The Curse of Mizzling Grove

Reading 'zines goes so much more quickly when they're not 100 pages. I spent Sunday afternoon dozing, listening to 70s smooth rock, and reading through The Curse of Mizzling Grove by Idle Cartulary from Playful Void. Mizzling Grove has you explore a tower full of ghosts, figurative and literal, set in a storm-drenched grove. It's not built for any specific system, but with a little work is compatible with any B/X-derived game.

The hook's interesting enough. The tower's been cursed by a god, who has trapped the residents' spirits inside the tower as ghosts and skeletons. If you can repair the god's shrine, the curse is lifted and the dead can be laid to rest. Along the way, player characters will be treated to all sorts of oddities, from clockwork snakes to astronomer golems to soul-stealing loungers.

Layout's pretty strong for a 'zine, with Idle Cartulary using a two column format, but weighting the columns so information about a given room takes-up the majority of the page while lesser info is placed to the side, in the margins. If you've ever looked at a Numenera book, this will be familiar. I kind of wish the tower's maps had been included in either the back or front of the 'zine for quick reference, but Cartulary does a good job inserting individual floors next to room descriptions.

I really want to see how this plays in a game, because at a glance it feels real swingy. Most encounters aren't especially hostile, but they alternate between 2 HD eyeball crabs that do 1d4 damage (and which you have to collect to clear the curse) and 6 HD crystal snakes that attack twice, do 2d6 damage on a hit, and inflict a slow petrification disease. There's also ghosts who drain five-years of a character's life on hit, 20 HD golems, and more. At the same time, outside of the snakes and eyeball crabs, you don't have to fight most residents of the tower. Unless you aggravate a resident - and their tells are telegraphed pretty well - you probably won't have to fight most of them.

That makes actual threats feel dangerous, but doesn't really play into the typical exploration loop of a dungeon game.

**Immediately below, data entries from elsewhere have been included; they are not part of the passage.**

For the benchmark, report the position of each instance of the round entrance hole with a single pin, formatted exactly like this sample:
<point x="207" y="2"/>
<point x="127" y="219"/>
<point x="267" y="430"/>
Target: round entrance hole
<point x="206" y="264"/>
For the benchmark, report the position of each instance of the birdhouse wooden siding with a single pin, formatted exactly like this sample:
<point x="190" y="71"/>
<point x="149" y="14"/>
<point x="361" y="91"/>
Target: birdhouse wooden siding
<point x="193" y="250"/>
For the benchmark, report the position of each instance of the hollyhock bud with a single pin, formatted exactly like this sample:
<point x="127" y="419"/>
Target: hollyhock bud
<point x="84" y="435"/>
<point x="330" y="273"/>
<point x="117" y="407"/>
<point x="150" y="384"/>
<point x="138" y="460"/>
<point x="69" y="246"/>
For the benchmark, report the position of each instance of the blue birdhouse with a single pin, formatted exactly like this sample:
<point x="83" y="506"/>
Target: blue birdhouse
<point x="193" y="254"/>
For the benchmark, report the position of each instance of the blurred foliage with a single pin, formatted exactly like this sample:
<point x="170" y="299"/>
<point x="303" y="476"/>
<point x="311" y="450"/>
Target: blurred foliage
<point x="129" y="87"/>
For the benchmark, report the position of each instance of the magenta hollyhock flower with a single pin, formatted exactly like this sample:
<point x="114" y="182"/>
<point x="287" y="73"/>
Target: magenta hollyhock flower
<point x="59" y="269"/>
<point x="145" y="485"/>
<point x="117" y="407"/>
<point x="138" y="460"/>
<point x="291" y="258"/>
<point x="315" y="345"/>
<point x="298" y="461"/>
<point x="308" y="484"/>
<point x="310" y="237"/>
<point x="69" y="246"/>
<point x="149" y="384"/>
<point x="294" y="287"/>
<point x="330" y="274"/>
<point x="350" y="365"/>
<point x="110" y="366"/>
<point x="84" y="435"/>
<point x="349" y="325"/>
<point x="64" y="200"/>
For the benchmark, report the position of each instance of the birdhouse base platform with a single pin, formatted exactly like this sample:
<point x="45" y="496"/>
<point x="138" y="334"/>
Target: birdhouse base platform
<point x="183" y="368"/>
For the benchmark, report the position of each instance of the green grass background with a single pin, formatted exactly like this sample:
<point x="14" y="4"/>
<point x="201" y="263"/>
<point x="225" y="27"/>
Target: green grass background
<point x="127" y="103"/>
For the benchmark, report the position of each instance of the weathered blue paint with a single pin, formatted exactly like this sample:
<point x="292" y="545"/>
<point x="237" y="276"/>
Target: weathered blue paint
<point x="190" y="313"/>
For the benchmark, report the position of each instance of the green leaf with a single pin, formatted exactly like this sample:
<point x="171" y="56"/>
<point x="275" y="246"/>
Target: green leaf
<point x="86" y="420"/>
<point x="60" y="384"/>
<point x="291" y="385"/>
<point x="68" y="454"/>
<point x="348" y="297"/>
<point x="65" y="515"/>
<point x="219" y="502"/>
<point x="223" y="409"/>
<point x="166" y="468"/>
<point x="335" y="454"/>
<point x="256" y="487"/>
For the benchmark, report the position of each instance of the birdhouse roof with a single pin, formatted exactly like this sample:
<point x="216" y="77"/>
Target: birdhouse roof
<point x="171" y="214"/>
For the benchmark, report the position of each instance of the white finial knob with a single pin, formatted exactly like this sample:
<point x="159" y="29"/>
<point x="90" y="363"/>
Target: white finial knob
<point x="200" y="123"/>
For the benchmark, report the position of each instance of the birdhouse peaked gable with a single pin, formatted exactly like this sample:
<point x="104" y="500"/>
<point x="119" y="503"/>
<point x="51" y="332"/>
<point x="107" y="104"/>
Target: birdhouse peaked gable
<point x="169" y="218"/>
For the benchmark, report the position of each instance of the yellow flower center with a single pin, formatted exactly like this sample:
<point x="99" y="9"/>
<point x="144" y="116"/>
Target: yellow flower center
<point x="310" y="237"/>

You're not bleeding resources as you try and push further-and-further into the dungeon. Instead, the atmosphere is more relaxed, giving plenty of time to puzzle out the history and nature of the curse, before you're faced with potentially lethal threats.

Overall, neat 'zine! It would make a great site to drop on a hex-map, especially since much of the adventure is solving a mystery that isn't affected by the passage of time. It will always be raining in Mizzling Grove, and it will always be haunted by the cursed dead.